The job_count option is the number of slots in the LDMS set allocated for concurrent jobs. If the number of concurrent jobs on the node is greater than job_count, the new job will occupy the slot of the oldest job. If job_count is not specified, the default value is 8.

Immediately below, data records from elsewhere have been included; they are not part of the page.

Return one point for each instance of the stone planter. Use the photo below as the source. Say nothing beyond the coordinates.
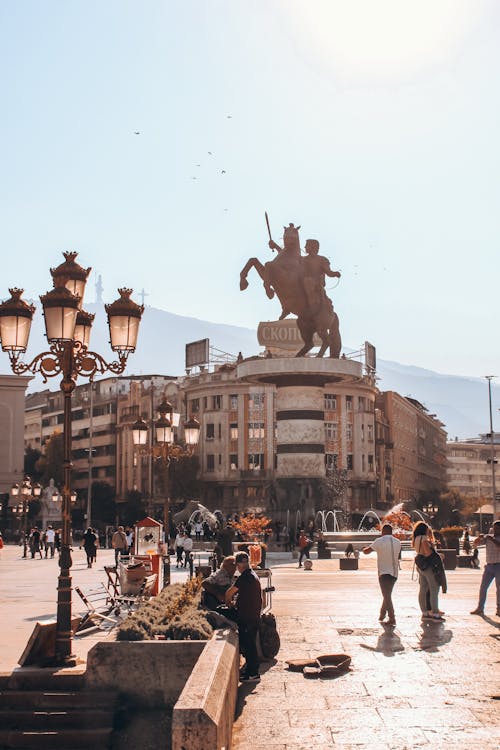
(348, 563)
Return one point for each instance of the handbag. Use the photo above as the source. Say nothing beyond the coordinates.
(422, 562)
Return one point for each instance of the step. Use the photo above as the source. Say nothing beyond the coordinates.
(26, 678)
(26, 699)
(97, 739)
(55, 720)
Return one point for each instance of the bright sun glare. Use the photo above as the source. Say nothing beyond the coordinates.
(379, 41)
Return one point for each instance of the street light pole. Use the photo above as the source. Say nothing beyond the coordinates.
(495, 504)
(68, 333)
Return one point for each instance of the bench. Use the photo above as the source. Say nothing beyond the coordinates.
(99, 605)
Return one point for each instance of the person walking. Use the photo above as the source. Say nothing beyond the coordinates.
(246, 588)
(179, 547)
(187, 545)
(35, 543)
(491, 570)
(429, 574)
(387, 548)
(50, 538)
(119, 543)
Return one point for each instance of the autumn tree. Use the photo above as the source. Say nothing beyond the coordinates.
(251, 526)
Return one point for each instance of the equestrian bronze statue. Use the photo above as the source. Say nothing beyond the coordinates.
(299, 283)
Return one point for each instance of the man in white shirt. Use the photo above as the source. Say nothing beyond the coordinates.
(387, 548)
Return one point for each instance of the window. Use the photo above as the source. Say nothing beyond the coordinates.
(256, 400)
(330, 401)
(331, 460)
(255, 430)
(331, 432)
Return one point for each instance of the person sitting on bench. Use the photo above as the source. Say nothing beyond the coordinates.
(217, 583)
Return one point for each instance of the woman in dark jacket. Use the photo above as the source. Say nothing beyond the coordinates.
(430, 571)
(89, 545)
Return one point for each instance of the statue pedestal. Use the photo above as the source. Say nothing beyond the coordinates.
(300, 413)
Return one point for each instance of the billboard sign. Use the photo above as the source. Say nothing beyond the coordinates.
(197, 353)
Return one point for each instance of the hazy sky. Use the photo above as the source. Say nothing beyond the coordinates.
(375, 125)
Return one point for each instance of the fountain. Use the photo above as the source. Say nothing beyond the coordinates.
(324, 515)
(371, 513)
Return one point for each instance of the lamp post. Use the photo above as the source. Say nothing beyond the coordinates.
(68, 332)
(165, 447)
(28, 492)
(480, 509)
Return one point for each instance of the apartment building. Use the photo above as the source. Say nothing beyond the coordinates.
(412, 446)
(469, 466)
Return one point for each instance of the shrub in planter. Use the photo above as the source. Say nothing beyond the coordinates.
(175, 614)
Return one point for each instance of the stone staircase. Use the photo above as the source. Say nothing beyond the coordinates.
(47, 710)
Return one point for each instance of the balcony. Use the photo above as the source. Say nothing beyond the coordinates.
(256, 474)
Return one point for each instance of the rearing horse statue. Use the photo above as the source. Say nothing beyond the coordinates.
(298, 282)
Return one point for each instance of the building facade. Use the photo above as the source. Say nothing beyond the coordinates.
(469, 467)
(411, 448)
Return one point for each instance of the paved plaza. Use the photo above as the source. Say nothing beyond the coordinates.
(420, 685)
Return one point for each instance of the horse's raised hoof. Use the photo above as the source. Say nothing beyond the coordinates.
(269, 291)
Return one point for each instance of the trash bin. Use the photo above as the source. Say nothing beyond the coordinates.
(348, 563)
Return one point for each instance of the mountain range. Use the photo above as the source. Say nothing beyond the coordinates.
(461, 403)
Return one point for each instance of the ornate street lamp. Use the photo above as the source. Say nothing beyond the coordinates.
(165, 447)
(68, 333)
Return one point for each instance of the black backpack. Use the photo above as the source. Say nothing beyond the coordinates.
(269, 636)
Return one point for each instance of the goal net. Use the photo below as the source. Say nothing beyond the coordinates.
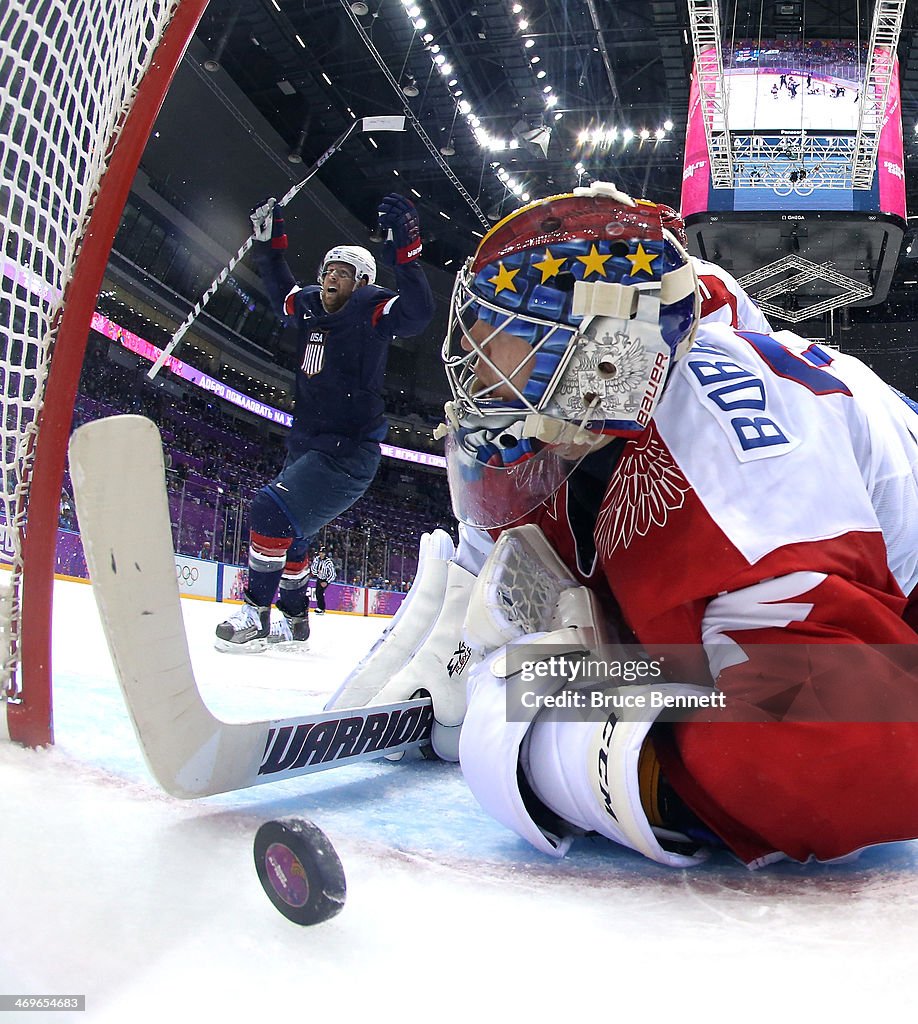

The task_count is the maximum number of tasks per job on the node. If not specified, it is CPU_COUNT. In the event of the sampler failed to obtain CPU_COUNT, the default value is 64.

CONFIG OPTIONS

name=slurm_sampler

This MUST be slurm_sampler (the name of the plugin).

producer=PRODUCER

The name of the data producer (e.g. hostname).

instance=INSTANCE

The name of the set produced by this plugin. This option is required.

component_id=COMPONENT_ID

An integer identifying the component (default: 0).

stream=STREAM

The name of the LDMSD stream to get the job event data.

job_count=MAX_JOBS

The number of slots to hold job information. If all slots are occupied at the time the new job arrived, the oldest slot is reused. The default value is 8.

task_count=MAX_TASKS

The number of slots for tasks information per job. If not specified, the sampler will try to obtain system CPU_COUNT and use it as task_count. If it failed, the default value is 64.

BUGS

No known bugs.

EXAMPLES

Plugin configuration example:

load name=slurm_sampler
config name=slurm_sampler producer=${HOSTNAME} instance=${HOSTNAME}/slurm \
       component_id=2 stream=slurm job_count=8 task_count=8
start name=slurm_sampler interval=1000000 offset=0

SEE ALSO

ldmsd(8), ldms_quickstart(7), ldmsd_controller(8), ldms_sampler_base(7).